Opsonisation and phagocytosis of group B meningococci by polymorphonuclear leucocytes: comparison of sulphonamide sensitive and resistant strains.

A large proportion of disease caused by sulphonamide resistant strains of group B type 15 meningococci affects patients 10-24 years. In contrast, disease caused by sulphonamide sensitive strains conforms to the usual pattern, and most infection occurs in early childhood. In an attempt to explain this phenomenon possible differences in susceptibility of resistant and sensitive strains to phagocytosis by polymorphonuclear leucocytes were investigated, using radioactively labelled bacteria. In initial experiments a group B resistant strain required higher concentrations of normal human serum and longer opsonisation times for phagocytosis than an ungroupable non-pathogenic meningococcus. Comparison of sulphonamide resistant and sensitive group B meningococci showed that with either heat inactivated serum or agammaglobulinaemic serum, phagocytosis did not occur with any of the strains, whereas if these two sera were used together, phagocytosis was restored to the level seen with normal human serum.
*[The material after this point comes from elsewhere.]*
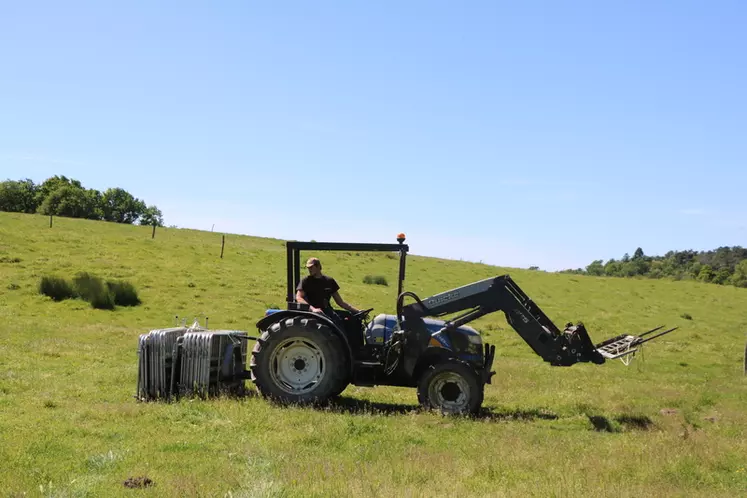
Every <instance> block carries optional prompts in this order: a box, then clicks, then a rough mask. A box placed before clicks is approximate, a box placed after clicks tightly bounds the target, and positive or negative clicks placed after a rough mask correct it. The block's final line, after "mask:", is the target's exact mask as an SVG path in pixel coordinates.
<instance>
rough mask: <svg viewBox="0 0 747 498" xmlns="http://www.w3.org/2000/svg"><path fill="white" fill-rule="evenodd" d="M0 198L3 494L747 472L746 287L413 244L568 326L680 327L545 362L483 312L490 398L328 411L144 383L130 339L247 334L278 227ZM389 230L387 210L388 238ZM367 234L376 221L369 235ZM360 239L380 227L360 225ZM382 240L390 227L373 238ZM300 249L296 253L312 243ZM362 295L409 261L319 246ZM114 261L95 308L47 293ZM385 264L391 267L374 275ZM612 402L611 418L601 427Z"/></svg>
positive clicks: (418, 257)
Thus both antibody and complement are required for phagocytosis. Furthermore, opsonisation depended on an intact classical pathway of complement for each group B strain. In all the experiments there was no significant difference between the phagocytosis of sulphonamide sensitive and resistant group B strains neither with regard to the efficiency of opsonisation by normal human serum nor the exact requirements for antibody and complement.